Source
Simple Movie website created way back in 2017, i use to watch movies online using many websites avaialble, in which i use tamilyogi, were there will be quality of tamil movies updated.
Certainly i got frustated with the ads that pops up inbetween while watching movie, some time time i use to inspect and remove most of the analtyics and click ads. I found out that it is also coming from that vide embed link.
At time i was learning Nodejs, i used this oppourtunity to scrap the website using Nodejs. I figured out how the HTML layouts have been structured and started to gather informations like
- Title
- Video Link
- Tags
- Year
- is it Dubbed ( that is framed from the title of movie )

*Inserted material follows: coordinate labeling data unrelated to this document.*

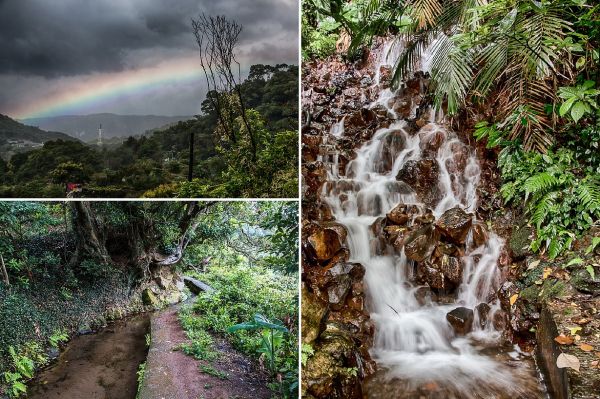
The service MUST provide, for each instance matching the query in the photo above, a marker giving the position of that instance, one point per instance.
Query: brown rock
(483, 312)
(461, 320)
(420, 243)
(451, 267)
(454, 224)
(433, 276)
(480, 234)
(398, 215)
(313, 314)
(422, 177)
(324, 244)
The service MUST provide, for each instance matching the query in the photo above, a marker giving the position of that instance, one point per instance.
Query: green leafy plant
(307, 352)
(561, 201)
(271, 335)
(579, 100)
(141, 373)
(211, 370)
(57, 338)
(23, 368)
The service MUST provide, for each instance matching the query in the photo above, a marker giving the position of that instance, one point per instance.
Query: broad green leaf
(578, 110)
(590, 270)
(564, 108)
(576, 261)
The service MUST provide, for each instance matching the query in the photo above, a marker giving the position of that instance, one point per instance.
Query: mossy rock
(583, 281)
(313, 313)
(149, 299)
(520, 241)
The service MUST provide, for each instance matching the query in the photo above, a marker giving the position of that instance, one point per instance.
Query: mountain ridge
(85, 127)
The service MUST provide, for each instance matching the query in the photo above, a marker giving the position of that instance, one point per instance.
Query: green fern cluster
(561, 198)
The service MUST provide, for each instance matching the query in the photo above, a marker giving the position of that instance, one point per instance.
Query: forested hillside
(70, 269)
(157, 165)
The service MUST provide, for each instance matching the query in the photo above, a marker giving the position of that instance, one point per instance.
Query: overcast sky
(50, 49)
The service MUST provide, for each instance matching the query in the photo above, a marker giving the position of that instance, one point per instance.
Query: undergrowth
(242, 291)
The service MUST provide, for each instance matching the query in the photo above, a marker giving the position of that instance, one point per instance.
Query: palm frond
(452, 72)
(425, 12)
(539, 183)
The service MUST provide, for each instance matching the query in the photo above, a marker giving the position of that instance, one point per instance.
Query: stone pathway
(171, 374)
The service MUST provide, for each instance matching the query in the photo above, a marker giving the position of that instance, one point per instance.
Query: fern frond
(589, 195)
(542, 208)
(540, 183)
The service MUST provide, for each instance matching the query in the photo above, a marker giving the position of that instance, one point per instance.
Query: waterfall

I scrapped complete list of movies that available in that website. You can find the code in below location
./server/tamil_yogic.cc/get_movie_urls.js
and dumbed movies links .json in below location
./server/tamil_yogic.cc/movies_url.json
Then i wrote a details scrapper where i gather informations as stated above. Worked on mongoSchema for defining a structure for document that has to be saved in the data base. You can find that inside the below path.

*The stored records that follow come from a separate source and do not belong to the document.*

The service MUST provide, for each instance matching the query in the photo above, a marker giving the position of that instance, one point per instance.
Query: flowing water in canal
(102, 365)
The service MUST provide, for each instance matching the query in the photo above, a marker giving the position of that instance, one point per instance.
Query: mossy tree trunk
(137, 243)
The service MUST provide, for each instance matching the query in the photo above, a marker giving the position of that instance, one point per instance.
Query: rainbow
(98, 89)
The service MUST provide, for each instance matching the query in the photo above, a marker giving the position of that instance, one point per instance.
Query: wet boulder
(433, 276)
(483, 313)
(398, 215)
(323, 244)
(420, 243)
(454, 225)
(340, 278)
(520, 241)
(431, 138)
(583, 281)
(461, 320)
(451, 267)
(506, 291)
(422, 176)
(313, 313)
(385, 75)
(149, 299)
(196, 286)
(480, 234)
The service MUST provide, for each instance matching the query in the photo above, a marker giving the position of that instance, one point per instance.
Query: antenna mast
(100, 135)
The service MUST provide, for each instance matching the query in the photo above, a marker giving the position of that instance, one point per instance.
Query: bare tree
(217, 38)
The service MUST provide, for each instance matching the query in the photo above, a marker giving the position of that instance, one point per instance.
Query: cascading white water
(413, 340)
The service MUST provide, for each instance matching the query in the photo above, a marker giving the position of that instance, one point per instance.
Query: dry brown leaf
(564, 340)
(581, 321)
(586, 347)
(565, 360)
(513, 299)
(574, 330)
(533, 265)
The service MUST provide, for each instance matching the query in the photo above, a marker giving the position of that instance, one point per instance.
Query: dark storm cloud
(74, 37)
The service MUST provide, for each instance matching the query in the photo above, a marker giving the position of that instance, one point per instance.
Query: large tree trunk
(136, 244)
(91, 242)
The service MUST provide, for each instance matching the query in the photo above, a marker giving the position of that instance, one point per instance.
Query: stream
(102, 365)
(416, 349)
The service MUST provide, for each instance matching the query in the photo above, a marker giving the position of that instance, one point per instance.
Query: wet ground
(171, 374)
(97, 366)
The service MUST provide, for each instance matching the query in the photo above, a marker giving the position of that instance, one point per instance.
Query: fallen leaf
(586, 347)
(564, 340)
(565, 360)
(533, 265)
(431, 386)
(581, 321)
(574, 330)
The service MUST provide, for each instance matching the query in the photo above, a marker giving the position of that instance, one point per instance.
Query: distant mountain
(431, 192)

./server/tamil_yogic.cc/get_movie_detail.js
Since this application was developed way back in 2016 - 2017, I have used certain tech stacks and library that are depreciated right now.
- Node v7.30
- Bower
Create a .env file in the root directory with the below lines. Get your TMDB key by clicking here and update below.
TMDB_API_KEY=<TMDB_KEY>
After that run the below to link for dumping data. Make sure you have mongodb running locally
mongoimport --db movies_list_v2 --collection moviedetails --drop --file ./new_movie_details.json
mongoimport --db movies_list_v2 --collection homepages --drop --file ./new_home_page.json
Now you have sample details and all the movies details updated in your database. Go to root folder and
npm start
You will able to see
app listening on port 3003!